SUO: Re: Knowing that something is a class
Hi Ian,
I'm still thinking about this.
It brings to mind the situation in Smalltalk.
I think there was a little magic performed with respect to the top of
the object class hierarchy and with respect to classes as objects--
In "Smalltalk-80 The Language" by Goldberg and Robson
there's chapter on Metaclasses.
"Since all Smalltalk-80 system components are represented by objects and
all objects are instances of a class,
the classes themselves must be representd by instances of a class.
A class whose instances are themselves classes is called a metaclass.
...
.....
In earlier versions of the Smalltalk system,
there was only one metaclass, named Class.....

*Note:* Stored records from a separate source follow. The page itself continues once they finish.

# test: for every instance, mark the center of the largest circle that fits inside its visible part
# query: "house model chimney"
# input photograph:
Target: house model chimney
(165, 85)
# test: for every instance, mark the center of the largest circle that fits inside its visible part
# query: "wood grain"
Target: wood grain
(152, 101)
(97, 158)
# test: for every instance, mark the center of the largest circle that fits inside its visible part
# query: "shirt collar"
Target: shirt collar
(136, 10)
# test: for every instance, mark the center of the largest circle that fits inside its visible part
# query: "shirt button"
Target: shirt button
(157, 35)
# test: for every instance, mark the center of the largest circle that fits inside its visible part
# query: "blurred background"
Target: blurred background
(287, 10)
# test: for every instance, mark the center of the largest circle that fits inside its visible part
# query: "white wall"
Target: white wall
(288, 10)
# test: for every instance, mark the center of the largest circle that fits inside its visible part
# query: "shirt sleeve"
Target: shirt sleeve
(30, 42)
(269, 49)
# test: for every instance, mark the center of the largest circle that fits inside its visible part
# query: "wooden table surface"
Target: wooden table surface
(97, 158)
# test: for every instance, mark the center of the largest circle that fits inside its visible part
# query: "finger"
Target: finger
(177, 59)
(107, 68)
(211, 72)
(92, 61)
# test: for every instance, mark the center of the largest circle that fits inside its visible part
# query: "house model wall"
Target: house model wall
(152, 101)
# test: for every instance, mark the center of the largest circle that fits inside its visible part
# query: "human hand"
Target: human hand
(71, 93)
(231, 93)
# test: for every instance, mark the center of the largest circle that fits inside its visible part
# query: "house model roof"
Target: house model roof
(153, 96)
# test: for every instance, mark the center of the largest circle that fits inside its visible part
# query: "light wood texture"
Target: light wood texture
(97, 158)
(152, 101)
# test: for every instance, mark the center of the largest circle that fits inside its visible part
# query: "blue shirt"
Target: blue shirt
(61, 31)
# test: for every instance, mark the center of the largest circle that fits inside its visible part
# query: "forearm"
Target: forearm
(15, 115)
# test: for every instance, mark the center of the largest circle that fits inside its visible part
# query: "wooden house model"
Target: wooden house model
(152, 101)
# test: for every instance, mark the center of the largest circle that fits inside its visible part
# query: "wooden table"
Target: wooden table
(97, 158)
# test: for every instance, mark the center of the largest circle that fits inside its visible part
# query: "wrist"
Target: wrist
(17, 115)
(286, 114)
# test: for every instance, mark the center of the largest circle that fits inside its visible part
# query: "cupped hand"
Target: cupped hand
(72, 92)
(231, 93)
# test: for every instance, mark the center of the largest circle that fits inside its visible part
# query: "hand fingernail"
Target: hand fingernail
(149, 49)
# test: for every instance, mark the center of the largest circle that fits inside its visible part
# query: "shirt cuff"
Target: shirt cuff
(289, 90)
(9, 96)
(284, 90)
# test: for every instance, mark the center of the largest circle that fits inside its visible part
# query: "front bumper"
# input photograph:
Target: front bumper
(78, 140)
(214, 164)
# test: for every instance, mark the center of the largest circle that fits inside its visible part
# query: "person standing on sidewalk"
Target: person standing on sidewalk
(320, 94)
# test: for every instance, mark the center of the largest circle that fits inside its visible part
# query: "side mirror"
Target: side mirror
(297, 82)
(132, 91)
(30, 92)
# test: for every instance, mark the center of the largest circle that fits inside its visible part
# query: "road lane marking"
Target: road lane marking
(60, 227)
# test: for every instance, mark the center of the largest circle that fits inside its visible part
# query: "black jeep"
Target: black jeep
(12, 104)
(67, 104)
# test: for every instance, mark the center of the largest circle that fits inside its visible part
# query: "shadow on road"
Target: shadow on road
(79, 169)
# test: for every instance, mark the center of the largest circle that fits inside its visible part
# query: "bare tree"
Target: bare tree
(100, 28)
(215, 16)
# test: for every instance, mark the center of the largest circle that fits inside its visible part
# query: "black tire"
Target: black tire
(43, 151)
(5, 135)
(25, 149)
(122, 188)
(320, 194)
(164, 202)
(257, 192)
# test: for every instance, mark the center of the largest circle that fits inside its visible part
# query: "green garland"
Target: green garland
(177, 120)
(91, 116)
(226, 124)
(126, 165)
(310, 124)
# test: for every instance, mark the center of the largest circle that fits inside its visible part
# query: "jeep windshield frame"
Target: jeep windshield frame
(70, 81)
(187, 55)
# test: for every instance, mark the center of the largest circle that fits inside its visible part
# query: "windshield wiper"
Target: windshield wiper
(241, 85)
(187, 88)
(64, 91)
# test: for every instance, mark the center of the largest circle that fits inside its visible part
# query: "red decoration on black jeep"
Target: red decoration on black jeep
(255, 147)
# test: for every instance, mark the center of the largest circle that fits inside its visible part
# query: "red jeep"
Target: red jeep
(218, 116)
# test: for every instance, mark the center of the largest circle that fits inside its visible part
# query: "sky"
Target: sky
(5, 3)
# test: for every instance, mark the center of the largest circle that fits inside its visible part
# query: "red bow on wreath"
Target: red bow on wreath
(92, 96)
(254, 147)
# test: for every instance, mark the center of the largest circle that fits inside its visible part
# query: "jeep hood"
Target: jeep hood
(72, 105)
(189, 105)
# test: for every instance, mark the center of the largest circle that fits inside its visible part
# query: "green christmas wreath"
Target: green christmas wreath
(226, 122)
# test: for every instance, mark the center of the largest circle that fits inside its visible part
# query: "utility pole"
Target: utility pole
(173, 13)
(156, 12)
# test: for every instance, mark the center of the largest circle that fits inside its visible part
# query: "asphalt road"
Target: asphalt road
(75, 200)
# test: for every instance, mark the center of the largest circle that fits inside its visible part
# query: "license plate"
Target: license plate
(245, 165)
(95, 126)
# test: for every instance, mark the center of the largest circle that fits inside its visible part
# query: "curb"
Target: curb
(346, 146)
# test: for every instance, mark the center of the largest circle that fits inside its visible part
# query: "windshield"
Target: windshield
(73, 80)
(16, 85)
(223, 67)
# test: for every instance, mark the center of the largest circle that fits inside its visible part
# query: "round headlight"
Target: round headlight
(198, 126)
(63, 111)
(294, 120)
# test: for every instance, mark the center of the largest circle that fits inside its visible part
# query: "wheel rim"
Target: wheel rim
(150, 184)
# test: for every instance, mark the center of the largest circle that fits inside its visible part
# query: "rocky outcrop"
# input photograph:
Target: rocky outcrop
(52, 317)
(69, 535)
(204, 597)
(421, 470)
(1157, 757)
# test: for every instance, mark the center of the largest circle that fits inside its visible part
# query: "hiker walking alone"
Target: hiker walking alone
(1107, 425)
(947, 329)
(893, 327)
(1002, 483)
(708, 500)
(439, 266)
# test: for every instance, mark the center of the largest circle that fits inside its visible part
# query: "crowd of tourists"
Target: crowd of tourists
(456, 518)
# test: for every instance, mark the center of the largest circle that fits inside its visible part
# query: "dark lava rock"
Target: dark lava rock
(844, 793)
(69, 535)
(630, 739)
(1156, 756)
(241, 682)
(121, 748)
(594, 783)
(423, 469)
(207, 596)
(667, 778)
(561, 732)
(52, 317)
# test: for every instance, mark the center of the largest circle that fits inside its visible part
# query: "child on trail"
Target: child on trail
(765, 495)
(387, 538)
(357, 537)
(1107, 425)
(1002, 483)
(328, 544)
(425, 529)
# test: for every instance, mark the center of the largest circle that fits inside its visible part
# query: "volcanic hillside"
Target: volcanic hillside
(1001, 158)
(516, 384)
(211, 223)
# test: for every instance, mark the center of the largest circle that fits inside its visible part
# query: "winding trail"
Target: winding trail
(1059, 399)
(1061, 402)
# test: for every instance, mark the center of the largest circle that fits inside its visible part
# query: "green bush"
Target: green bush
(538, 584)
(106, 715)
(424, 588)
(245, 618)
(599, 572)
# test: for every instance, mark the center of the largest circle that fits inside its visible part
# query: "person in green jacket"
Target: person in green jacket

<snip discussion and figure>...
...
This approach had the difficulty that ....
...
THe Smalltalk-80 system removes the restriction that all classes have
the
same message protcol by making each class an instance of its own
metaclass.
...
Metaclasses are similar to other classes because they contain
the methods used by their instances.
Metaclasses are diffrent form other classes because
they are not themselves instances of metaclasses.
Instead, they are all instances of a class called Metaclass.
Also, metaclasses do not have class names. ......."
-Fred
Ian Niles wrote:
>
> Hi Fred,
>
> I think the general import of your message is that it's very
> difficult to find a place for the concept of 'Class' in an upper-level
> ontology. It's most natural to make it a subclass and/or instance of
> 'Abstract', as I did in the merged ontology. However, this is problematic,
> since every concept in the ontology is a class and, hence, both an instance
> and a subclass of 'Class'. Any suggestions you might have about how to
> resolve this problem would be very welcome. See more detailed comments
> below.
>
> Thanks,
> Ian
>
> > -----Original Message-----
> > From: Frederick N. Chase [mailto:fnc@mitre.org]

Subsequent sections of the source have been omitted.